There could be many more small planets than previously thought, thanks to the discovery that they don’t need to form around stars rich in heavy elements.
A research team led by Lars A Buchhave, an astrophysicist at the Niels Bohr Institute and the Centre for Star and Planet Formation at the University of Copenhagen, studied the elemental composition of more than 150 stars harboring 226 planet candidates smaller than Neptune. He was looking for elements heavier than hydrogen and helium, which scientists refer to as metals.
“I wanted to investigate whether small planets needed a special environment in order to form, like the giant gas planets, which we know preferentially develop in environments with a high content of heavy elements,” he says.

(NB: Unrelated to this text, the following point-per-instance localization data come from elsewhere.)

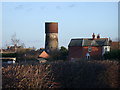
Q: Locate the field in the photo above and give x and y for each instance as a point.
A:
(62, 74)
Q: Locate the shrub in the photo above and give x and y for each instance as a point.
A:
(114, 54)
(62, 74)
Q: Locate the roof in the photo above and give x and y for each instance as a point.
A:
(43, 55)
(89, 42)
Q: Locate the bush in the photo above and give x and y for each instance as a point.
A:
(64, 74)
(9, 55)
(114, 54)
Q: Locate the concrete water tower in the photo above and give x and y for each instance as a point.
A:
(51, 31)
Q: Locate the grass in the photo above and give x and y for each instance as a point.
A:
(62, 74)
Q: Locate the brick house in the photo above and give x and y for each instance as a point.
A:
(96, 47)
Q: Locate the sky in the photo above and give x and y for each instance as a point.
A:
(75, 20)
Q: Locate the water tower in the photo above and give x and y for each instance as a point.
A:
(51, 31)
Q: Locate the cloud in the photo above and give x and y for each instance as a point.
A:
(19, 7)
(58, 7)
(71, 6)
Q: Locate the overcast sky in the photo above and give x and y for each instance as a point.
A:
(75, 20)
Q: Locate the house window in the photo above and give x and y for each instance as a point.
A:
(89, 49)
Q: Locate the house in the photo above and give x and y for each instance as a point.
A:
(93, 47)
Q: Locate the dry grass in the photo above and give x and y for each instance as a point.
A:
(79, 74)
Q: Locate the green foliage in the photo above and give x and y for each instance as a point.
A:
(9, 55)
(64, 74)
(114, 54)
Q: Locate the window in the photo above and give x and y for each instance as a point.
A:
(105, 49)
(89, 49)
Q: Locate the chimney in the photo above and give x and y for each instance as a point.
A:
(93, 36)
(98, 36)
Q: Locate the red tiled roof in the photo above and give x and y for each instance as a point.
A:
(43, 55)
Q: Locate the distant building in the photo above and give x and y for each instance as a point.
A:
(95, 47)
(51, 40)
(115, 45)
(44, 55)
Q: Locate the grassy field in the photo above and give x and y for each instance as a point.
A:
(62, 74)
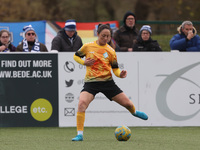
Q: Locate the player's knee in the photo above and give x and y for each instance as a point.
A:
(82, 105)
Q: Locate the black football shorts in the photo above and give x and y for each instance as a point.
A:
(108, 88)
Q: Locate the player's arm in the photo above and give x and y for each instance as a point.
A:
(87, 61)
(119, 73)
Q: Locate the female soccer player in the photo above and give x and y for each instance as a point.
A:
(99, 59)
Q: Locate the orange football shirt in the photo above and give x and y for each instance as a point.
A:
(105, 59)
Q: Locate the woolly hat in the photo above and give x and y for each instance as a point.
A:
(28, 28)
(70, 25)
(147, 28)
(128, 13)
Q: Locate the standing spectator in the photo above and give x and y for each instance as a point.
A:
(30, 42)
(144, 42)
(186, 39)
(127, 34)
(5, 44)
(111, 41)
(67, 39)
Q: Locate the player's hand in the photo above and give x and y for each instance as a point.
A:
(190, 35)
(89, 61)
(123, 74)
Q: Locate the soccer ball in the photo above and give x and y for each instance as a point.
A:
(122, 133)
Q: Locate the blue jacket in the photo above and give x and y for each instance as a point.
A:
(179, 42)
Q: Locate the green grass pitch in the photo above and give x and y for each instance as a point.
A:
(99, 138)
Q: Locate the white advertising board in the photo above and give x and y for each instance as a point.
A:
(165, 85)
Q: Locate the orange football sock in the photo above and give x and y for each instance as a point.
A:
(132, 110)
(80, 119)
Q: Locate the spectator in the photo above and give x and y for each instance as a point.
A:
(126, 34)
(67, 39)
(186, 39)
(5, 44)
(144, 42)
(30, 42)
(111, 41)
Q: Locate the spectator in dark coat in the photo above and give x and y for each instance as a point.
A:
(187, 38)
(144, 41)
(126, 34)
(67, 39)
(5, 44)
(30, 43)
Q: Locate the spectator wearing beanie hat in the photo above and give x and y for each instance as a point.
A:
(67, 39)
(126, 34)
(30, 42)
(144, 42)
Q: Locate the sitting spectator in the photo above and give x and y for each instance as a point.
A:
(187, 38)
(5, 44)
(126, 34)
(30, 42)
(67, 39)
(144, 42)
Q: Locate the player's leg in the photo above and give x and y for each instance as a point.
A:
(123, 100)
(84, 100)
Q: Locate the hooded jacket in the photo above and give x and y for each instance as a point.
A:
(180, 42)
(125, 36)
(62, 43)
(146, 46)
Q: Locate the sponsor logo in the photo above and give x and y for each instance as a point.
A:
(41, 109)
(163, 89)
(69, 83)
(69, 97)
(69, 66)
(69, 111)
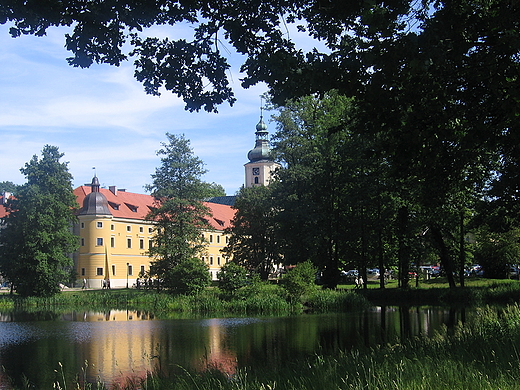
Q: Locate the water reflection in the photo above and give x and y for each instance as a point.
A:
(121, 344)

“This study shows that small planets do not discriminate and form around stars with a wide range of heavy metal content, including stars with only 25 percent of the sun’s metallicity.”
The metallicity of a star mirrors the metal content of the planet-forming disk, and planets like the Earth are composed almost entirely of elements such as iron, oxygen, silicon and magnesium.
Astronomers have hypothesized that large quantities of heavy elements in the disk would lead to more efficient planet formation. It’s long been known, for example, that giant planets with short orbital periods tend to be associated with metal-rich stars.
Unlike gas giants, though, the occurrence of smaller planets doesn’t seem to be strongly dependent on the heavy element content of their host stars. Planets up to four times the size of Earth can apparently form around stars with a wide range of heavy element content, including those with a lower metallicity than the sun.
“The data suggest that small planets may form around stars with a wide range of metallicities – that nature is opportunistic and prolific, finding pathways we might otherwise have thought difficult,” says Kepler mission scientist Natalie Batalha.